Cass.civ., sez. III, 5 novembre 2024, n. 28390
A cura di Dott.ssa Veronica Riggi
Il procedimento riguardava una coppia di coniugi dove, la moglie, dopo sei mesi dalle nozze avviava una causa presso il Tribunale ecclesiastico per ottenere la nullità del matrimonio.
La donna afferma di non aver mai creduto nella indissolubilità del legame matrimoniale e che si era sposata "per prova". Il Tribunale ecclesiastico dichiarava nullo il matrimonio con sentenza e in seguito la donna avviava diversi procedimenti nei confronti del marito, compresi un procedimento penale e la separazione, opponendosi alla richiesta di dividere i beni in comunione e di divorziare.
L'ex marito agiva in giudizio per ottenere il risarcimento dei danni morali e materiali provocati dalla condotta della moglie ed il Tribunale respingeva la domanda e condannava l'uomo per responsabilità aggravata.
Decisione confermata anche in sede d'appello per poi giungere in Cassazione.
Nell'ordinanza in esame gli Ermellini hanno spiegato che:
Più in particolare la Corte di Cassazione nel rigettare il ricorso ha precisato che nel caso di specie mancava un comportamento produttivo di un danno ingiusto o in grado di configurare una responsabilità pre-negoziale, stante che il ricorrente denunciava, come produttiva di danno, la mancata comunicazione da parte dell'ex moglie, prima della celebrazione del matrimonio, della propria riserva mentale.
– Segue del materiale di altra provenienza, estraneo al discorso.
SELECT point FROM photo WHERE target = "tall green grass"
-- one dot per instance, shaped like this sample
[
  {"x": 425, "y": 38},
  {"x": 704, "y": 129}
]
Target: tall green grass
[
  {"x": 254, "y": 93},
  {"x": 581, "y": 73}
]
La donna aveva affermato di essersi voluta sposare per "prova" e che era incerta sulla possibilità della futura insorgenza di fatti capaci di rendere intollerabile la convivenza.
Il Tribunale Ecclesiastico aveva dichiarato sì nullo il matrimonio ma in sede civile però la Corte di appello non aveva accolto la domanda di riconoscimento della sentenza ecclesiastica giacché contraria all'ordine pubblico "derivante dalla necessità di protezione dell'affidamento incolpevole del coniuge ignaro della riserva mentale, la quale è estranea al regime della nullità del matrimonio previsto dall'ordinamento civile."
Proprio l'assenza di una nullità rilevante per l'ordinamento civile ha "passato" la responsabilità dell'ex moglie in malafede.
Per cui, hanno concluso i giudici, "la presenza di un dubbio tale da spingere la donna a contrarre matrimonio per "prova" non genera una responsabilità risarcitoria a carico della stessa."